Niyetimizi sağlam kurmalı, aksi takdirde bozuk bir niyet yüzünden verilen emekler bir anda heba olabilir. Bir insan düşünün, ilmi Allah rızası için değilde dünyalık elde etmek için öğrenirse neye yarar? Ki; Allah Rasulü; Kim, ilmi sırf dünya elde etmek için öğrenirse kıyamet günü cennetin kokusunu koklayamaz buyuruyor(Ebu Davud)
Allahü Teala kıyamet günü kendisine ortak koştuğu kimse için; Git! Kim için amel etti isen karşılığını ondan iste diyecektir(Tirmizi)
Yine Rasulullah(s.a.v); Şüphesiz Allah sizin dış şekillerinize ve cesetlerinize bakmaz fakat kalplerinize ve amellerinize bakar(Müslim) buyuruyor.

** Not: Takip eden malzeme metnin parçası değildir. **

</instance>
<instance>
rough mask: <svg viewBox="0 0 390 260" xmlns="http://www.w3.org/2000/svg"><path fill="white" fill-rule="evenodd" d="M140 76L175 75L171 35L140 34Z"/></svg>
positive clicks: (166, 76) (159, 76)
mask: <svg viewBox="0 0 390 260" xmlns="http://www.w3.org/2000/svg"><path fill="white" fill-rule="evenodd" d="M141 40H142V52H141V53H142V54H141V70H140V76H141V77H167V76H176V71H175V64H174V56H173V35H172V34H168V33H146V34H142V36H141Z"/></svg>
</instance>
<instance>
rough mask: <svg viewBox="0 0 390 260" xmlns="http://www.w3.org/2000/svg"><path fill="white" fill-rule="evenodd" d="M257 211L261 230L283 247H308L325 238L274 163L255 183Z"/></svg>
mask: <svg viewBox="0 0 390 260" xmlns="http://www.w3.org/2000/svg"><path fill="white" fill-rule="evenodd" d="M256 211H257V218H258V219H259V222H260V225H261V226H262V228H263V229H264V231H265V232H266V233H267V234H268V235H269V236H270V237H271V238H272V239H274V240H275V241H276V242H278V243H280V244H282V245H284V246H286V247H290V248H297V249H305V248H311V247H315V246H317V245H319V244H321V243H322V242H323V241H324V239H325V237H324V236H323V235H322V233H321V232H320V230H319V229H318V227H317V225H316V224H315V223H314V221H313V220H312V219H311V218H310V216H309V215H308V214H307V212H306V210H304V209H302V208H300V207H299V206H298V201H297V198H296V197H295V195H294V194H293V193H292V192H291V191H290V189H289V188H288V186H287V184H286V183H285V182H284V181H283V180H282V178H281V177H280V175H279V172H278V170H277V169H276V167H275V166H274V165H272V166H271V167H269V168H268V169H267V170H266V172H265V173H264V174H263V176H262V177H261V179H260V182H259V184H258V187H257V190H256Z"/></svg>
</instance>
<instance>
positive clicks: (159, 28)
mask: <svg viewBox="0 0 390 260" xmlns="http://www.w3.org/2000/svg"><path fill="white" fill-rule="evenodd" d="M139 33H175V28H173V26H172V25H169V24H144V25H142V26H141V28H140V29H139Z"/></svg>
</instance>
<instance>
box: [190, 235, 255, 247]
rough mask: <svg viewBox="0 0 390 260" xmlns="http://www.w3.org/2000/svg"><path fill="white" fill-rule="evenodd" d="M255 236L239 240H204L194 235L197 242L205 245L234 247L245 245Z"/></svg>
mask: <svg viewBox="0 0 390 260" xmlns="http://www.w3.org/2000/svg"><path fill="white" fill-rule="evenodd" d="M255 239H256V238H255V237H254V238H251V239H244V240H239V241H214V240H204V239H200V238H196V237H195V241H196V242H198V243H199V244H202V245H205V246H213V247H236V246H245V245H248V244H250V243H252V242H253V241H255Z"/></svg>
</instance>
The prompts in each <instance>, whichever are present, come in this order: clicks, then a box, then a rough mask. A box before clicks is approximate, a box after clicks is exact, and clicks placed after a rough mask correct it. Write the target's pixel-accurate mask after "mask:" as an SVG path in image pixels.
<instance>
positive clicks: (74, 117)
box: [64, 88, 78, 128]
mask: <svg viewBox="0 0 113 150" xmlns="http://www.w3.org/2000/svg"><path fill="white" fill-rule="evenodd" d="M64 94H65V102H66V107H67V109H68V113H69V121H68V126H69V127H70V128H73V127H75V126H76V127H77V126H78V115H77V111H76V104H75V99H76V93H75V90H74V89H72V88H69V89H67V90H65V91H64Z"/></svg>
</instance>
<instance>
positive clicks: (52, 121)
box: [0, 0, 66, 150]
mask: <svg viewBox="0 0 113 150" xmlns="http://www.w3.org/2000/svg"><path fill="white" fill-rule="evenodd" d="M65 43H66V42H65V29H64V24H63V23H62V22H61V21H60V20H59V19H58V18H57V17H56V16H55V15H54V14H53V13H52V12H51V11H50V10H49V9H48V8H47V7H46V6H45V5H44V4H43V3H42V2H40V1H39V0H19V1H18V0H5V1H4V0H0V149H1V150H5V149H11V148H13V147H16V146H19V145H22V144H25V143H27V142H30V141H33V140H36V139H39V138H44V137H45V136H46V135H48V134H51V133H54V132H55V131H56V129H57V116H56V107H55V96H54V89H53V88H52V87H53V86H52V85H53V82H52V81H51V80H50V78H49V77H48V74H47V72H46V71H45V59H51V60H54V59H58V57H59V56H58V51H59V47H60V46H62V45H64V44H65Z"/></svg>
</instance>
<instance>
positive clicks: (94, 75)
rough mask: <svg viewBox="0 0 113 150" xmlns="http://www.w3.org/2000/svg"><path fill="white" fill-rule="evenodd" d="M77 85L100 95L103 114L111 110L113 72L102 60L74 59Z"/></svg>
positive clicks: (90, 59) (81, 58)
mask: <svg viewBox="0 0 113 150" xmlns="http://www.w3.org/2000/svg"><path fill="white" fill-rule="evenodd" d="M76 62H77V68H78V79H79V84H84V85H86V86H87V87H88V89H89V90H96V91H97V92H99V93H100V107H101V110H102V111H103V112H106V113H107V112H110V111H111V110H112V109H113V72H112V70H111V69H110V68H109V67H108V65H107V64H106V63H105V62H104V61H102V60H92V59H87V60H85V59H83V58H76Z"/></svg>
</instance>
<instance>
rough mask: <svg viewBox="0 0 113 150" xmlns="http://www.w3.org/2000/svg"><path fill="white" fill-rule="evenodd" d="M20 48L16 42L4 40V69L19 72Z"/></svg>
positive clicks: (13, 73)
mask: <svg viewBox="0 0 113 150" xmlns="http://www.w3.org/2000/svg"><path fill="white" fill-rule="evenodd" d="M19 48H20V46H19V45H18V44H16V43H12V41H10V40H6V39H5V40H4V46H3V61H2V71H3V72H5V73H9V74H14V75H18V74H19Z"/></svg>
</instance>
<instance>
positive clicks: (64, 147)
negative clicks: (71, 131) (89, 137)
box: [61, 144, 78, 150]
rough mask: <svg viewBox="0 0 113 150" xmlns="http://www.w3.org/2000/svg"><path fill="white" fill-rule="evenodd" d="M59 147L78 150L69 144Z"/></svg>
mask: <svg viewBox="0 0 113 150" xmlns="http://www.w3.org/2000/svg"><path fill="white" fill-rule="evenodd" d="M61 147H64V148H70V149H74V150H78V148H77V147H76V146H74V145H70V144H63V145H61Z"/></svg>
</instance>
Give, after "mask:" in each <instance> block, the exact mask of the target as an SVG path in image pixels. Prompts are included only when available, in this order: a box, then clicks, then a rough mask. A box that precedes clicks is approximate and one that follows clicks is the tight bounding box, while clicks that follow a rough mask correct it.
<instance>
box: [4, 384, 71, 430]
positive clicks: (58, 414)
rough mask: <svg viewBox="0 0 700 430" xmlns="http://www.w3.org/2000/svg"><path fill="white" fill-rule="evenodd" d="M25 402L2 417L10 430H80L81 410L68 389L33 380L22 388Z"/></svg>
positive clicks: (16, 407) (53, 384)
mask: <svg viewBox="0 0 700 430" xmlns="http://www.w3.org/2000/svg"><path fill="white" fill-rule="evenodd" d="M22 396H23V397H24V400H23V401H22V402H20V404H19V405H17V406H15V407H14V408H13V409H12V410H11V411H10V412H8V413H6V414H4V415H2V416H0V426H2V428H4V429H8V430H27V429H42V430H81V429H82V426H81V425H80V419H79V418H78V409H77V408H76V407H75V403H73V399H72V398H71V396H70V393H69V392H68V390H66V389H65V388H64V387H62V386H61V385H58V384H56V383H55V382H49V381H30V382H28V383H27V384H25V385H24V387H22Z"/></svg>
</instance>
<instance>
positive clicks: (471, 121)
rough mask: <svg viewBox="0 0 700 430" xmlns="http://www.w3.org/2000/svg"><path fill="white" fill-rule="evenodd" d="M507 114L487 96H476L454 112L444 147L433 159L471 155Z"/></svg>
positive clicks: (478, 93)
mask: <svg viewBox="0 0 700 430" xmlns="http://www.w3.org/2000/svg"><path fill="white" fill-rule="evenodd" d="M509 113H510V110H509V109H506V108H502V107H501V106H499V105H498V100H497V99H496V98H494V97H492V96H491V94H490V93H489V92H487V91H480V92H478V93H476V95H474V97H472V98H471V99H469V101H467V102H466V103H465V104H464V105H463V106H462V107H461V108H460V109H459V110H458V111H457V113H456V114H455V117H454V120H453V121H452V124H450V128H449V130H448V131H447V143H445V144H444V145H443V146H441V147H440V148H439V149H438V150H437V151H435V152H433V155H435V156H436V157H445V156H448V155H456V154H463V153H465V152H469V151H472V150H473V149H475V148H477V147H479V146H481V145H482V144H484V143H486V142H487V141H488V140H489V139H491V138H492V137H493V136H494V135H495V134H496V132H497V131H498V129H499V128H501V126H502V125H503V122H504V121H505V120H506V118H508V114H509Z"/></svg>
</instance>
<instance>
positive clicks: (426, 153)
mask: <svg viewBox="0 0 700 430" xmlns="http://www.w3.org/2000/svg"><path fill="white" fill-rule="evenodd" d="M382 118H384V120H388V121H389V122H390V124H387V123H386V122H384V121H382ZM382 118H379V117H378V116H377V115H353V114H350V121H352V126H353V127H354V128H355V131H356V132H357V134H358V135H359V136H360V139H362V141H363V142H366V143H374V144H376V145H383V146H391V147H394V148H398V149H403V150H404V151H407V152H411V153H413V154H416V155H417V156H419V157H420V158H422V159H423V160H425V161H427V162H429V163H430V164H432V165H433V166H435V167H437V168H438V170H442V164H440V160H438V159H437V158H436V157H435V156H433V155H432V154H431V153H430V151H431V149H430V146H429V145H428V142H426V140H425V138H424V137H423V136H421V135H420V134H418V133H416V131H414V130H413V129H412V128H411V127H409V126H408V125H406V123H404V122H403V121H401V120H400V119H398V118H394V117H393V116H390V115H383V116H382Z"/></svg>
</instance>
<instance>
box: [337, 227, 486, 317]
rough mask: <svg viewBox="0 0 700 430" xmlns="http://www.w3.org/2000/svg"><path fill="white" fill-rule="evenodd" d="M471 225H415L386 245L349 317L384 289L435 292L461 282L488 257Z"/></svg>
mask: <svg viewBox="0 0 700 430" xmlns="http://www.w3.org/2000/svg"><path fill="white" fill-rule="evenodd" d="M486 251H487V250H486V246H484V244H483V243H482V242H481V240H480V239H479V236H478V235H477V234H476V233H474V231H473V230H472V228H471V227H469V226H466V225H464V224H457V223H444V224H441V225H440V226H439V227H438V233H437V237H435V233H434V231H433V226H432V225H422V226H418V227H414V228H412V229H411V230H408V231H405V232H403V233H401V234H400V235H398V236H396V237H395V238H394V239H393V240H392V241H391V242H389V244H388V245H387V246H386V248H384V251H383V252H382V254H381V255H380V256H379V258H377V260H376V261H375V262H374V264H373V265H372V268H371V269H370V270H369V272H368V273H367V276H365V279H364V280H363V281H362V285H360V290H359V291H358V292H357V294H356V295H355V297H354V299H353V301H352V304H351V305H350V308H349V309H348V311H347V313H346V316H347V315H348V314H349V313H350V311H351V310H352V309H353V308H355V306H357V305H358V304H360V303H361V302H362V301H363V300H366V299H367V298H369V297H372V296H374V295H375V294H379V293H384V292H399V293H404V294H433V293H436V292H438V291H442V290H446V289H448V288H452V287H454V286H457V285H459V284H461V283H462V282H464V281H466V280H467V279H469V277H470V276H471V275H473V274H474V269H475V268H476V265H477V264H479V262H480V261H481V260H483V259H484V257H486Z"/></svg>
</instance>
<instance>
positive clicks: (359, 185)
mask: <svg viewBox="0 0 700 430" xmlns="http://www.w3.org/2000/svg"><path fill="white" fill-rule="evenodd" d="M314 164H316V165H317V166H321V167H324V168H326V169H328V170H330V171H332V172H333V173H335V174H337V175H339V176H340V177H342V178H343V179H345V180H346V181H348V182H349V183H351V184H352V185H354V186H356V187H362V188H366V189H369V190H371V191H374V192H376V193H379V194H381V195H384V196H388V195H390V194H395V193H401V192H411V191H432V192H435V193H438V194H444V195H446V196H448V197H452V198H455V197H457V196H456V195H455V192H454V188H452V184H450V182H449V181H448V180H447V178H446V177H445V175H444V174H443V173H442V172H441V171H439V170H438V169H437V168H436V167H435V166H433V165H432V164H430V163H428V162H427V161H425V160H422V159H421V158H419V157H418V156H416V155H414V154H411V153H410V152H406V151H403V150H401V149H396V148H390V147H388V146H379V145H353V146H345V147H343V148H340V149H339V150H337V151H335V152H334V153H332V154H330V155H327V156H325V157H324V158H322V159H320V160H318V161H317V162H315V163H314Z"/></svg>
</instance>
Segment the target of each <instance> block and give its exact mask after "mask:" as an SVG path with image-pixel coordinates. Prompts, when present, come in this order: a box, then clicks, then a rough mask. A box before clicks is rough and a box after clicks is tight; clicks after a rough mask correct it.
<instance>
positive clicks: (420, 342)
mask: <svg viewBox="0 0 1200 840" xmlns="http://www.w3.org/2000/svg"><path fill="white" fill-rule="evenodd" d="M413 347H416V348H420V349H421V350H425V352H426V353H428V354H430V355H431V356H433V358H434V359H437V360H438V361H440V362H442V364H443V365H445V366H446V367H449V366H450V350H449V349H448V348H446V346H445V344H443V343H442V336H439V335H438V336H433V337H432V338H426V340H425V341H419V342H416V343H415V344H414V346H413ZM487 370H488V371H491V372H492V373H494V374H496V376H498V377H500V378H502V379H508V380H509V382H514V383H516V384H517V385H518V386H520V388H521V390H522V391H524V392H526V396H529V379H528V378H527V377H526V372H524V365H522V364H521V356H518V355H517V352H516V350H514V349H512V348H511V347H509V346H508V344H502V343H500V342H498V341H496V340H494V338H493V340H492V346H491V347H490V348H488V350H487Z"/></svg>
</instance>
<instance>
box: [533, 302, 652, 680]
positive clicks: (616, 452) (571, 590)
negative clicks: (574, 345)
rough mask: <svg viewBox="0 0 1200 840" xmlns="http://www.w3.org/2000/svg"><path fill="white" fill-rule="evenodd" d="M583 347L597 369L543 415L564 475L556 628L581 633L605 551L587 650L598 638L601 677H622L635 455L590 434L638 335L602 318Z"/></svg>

Demek ki, şekle değil içerimize sakladığımız niyete önem vermeliyiz. Allah rızası dışında kalbimize gelen düşünceler için istiğfar edip ve tevbe etmelidir. Eğer riyadan korkulursa kalbimize gelen düşüncelerden mesul olmayız.Fahri Kainat Efendimiz dahi; Ey istediği tarafa kalpleri çeviren Rabbim, benim kalbimi senin dininde sabit kıl diye dua ederek kalbin her an dönebileceğine işaret etmiştir. Hiç kimse kalbin dönmeyeceğinden emin olamaz. Allah Rasulü böyle dua edince sordular:
- Ya Rasulullah! Sende mi endişe ediyorsun?
Habib-i Kibriya(s.a.v);
-Beni hangi şey emin kılabilir? Halbuki kalp Allah Teala’nın iki kudret parmağı
arasındadır. Onu dilediği tarafa çevirir buyurdular.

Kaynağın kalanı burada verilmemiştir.